Another way of closing the infrastructure gap in Africa’s urban hubs is by increasing financing for infrastructure. Saha discussed how, in large part, cities depend on federal government grants to fund their developmental spending, although there is some variability among African countries based on their levels of decentralization. He argued that a more decentralized system for revenue mobilization and allocation would better suit the needs of cities—although domestic resources alone will not be sufficient to fill the gap. He also identified new financing models for funding African infrastructure projects, focusing in particular on the USAID and National Association of Securities Professionals (NASP) Partnership, an outcome of the second U.S.-Africa Business Forum. The USAID-NASP Partnership provides structuring support for blended finance models, which enable institutional investors (such as pension funds and insurance companies) to partner with USAID and African entities so they can co-invest in transactions and financial vehicles that support infrastructure development. Since financing rates are higher in Africa than in other regions and infrastructure projects are long term, managing risk—often through guarantees from multinational development finance institutions—is important for attracting institutional investors to these opportunities in the region, according to Saha. To ensure good governance from all partners in the investments, each commercial transaction is structured based on mutually agreed upon rules, including reporting requirements and the establishment of a board of trustees.

While new financial tools could help raise the capital needed to invest in African cities, improvements in governance could also help make cities more responsive to the needs of their residents. Cadwell discussed the factors that contribute to public sector effectiveness and favorable urban service delivery performance in African cities, drawing on studies in Kenya and Tanzania, among other countries. Having sufficient local political “space” and dynamic local political leadership, maintaining adequate local control over administrative mechanisms and fiscal autonomy, and having robust local participation and accountability mechanisms are all important institutional factors that influence service delivery in cities. Even when a city has dynamic leadership, he noted, there can be constraints on resources and policy space for local government to affect change in service delivery performance. He remarked that understanding the local historical context that has led to certain modes of decentralization is important for determining areas for improvement.

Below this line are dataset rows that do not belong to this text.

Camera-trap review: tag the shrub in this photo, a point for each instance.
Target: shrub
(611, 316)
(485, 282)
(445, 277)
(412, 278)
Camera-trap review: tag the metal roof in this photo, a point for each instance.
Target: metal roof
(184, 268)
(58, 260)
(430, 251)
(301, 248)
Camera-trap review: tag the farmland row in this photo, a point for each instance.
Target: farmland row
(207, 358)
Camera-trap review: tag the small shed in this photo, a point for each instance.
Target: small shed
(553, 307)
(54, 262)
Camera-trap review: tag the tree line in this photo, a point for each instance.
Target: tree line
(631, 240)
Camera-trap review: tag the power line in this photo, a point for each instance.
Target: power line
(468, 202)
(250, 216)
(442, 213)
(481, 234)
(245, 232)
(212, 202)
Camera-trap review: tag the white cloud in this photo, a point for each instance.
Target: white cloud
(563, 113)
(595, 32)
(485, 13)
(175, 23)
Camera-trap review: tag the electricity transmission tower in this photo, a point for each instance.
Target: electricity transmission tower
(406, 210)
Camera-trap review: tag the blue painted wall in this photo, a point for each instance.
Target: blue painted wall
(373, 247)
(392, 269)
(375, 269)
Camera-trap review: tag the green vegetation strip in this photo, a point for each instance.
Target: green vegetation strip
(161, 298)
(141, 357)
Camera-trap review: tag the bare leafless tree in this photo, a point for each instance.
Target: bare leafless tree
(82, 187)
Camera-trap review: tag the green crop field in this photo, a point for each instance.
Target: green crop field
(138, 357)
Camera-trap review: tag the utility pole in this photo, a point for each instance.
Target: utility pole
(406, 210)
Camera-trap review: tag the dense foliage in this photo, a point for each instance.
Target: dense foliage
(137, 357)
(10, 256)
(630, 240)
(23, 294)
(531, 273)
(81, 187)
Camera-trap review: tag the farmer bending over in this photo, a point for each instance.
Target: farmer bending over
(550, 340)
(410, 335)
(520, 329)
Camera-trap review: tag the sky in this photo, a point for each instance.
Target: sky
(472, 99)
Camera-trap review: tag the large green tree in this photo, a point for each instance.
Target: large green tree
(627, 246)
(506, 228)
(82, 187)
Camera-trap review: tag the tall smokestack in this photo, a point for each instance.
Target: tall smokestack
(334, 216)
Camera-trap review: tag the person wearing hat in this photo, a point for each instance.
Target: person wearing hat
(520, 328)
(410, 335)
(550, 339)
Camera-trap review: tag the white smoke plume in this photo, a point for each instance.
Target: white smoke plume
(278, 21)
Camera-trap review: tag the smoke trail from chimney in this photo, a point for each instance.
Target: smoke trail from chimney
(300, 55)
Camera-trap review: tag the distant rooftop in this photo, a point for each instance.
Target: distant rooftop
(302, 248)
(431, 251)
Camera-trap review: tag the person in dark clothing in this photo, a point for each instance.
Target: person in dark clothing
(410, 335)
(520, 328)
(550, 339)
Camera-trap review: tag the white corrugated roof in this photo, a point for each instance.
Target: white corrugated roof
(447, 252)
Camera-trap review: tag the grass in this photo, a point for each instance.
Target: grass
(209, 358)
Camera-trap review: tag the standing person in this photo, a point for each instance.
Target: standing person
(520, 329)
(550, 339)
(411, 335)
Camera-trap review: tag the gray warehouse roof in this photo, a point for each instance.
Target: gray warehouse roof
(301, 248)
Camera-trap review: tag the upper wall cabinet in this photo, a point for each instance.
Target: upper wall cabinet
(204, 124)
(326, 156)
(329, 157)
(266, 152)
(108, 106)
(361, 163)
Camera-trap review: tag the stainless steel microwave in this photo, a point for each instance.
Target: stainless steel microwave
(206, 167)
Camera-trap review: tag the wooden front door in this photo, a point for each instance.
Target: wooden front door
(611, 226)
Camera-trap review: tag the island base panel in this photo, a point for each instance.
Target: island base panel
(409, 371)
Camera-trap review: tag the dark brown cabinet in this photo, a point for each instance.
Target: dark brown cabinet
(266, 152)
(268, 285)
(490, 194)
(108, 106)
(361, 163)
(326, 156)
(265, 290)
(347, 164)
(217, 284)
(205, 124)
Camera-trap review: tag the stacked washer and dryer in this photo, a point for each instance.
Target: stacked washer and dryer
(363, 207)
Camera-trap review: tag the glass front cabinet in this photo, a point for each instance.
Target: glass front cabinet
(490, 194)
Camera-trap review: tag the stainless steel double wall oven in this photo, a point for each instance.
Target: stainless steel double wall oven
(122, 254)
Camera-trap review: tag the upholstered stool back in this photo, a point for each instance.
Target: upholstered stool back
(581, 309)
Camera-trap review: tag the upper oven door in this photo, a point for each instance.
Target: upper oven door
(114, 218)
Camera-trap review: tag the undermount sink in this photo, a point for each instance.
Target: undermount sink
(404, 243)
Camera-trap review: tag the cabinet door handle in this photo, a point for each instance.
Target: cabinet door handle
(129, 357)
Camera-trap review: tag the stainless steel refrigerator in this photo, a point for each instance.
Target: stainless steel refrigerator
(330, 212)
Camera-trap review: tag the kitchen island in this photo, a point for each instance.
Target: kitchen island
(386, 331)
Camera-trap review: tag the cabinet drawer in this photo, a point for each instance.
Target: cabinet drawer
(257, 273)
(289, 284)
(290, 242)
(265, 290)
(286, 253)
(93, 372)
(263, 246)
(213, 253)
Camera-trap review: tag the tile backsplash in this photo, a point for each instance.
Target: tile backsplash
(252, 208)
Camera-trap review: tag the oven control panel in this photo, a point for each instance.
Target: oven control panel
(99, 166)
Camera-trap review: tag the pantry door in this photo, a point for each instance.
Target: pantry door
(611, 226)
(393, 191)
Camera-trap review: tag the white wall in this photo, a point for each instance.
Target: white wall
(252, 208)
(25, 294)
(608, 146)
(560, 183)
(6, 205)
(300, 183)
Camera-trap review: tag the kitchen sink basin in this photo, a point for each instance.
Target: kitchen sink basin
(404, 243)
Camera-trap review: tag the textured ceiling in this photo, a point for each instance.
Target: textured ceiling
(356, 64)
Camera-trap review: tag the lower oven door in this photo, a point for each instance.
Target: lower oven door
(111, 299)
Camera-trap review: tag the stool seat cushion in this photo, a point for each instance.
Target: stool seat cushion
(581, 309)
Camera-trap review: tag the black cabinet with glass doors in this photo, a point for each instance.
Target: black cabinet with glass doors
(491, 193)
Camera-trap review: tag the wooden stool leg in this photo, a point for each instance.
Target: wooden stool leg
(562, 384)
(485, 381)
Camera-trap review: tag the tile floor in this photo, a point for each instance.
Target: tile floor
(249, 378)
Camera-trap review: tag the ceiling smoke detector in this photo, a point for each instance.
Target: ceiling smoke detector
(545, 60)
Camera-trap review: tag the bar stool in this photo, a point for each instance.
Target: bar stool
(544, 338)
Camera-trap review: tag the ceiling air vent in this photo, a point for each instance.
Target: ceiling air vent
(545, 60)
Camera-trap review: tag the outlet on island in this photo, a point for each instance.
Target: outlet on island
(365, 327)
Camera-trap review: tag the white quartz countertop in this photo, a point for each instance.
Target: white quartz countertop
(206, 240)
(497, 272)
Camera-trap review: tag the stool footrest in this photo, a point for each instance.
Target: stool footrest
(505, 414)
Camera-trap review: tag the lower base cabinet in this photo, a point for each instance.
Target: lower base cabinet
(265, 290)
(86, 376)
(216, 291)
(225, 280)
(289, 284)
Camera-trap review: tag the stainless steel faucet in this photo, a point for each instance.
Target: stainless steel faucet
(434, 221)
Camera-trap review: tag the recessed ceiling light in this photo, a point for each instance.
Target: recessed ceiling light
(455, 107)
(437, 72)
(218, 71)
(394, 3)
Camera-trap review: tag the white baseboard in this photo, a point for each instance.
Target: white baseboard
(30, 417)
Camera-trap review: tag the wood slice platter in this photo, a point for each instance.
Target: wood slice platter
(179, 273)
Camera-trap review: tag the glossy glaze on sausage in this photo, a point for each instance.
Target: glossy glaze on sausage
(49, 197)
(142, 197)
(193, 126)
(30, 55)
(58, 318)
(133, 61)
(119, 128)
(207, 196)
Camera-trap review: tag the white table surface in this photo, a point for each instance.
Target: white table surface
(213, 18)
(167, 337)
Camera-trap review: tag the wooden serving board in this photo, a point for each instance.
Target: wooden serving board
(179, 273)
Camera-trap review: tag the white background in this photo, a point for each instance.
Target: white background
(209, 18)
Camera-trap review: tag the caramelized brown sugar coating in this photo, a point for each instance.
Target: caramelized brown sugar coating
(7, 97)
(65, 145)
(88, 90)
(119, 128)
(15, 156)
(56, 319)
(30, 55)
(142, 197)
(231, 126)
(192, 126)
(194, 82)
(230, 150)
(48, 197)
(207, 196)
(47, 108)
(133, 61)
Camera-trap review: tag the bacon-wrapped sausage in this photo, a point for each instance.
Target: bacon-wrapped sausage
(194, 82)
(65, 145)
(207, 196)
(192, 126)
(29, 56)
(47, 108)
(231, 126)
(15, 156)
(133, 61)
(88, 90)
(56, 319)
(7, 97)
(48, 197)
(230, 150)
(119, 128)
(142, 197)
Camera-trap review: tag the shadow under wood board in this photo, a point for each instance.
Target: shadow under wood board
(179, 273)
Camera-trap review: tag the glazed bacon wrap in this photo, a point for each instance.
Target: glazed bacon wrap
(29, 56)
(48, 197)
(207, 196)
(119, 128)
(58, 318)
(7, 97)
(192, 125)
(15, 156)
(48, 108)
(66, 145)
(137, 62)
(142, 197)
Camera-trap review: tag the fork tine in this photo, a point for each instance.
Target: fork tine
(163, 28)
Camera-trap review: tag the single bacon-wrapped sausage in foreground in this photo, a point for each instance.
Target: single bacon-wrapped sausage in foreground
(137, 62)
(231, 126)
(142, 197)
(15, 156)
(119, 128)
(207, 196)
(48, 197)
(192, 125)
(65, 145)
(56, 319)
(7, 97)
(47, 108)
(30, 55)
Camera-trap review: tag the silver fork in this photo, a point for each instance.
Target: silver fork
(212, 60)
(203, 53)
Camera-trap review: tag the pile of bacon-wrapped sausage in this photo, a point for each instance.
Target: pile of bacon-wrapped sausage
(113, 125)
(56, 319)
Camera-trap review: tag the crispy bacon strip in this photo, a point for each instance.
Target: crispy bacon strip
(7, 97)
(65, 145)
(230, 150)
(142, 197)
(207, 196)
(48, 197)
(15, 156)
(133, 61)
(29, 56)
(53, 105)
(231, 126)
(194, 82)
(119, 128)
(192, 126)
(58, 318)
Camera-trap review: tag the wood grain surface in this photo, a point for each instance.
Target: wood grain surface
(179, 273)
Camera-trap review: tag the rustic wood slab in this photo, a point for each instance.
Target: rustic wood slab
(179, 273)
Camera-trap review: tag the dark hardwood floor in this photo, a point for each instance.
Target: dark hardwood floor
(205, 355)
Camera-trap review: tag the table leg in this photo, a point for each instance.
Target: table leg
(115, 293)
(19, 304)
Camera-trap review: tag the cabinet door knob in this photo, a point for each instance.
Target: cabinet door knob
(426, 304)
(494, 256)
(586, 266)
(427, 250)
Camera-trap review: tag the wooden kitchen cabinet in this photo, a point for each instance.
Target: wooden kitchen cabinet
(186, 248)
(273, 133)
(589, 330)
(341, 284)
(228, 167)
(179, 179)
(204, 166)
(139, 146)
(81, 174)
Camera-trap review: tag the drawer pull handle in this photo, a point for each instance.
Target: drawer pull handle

Furthermore, Cadwell mentioned that many countries—as their birth rates decline, the number of workers increase, and their dependency ratios decrease—are asking how to best take advantage of their demographic dividend. This question is inherently tied to cities as most countries become increasingly urbanized, and cities have the potential to become centers of industry and job creation. He contended that making the most of the demographic boom depends in large part on boosting women’s labor force participation, education, and family planning; increasing connectivity; reducing corruption and rent extraction; and mitigating and adapting to climate change.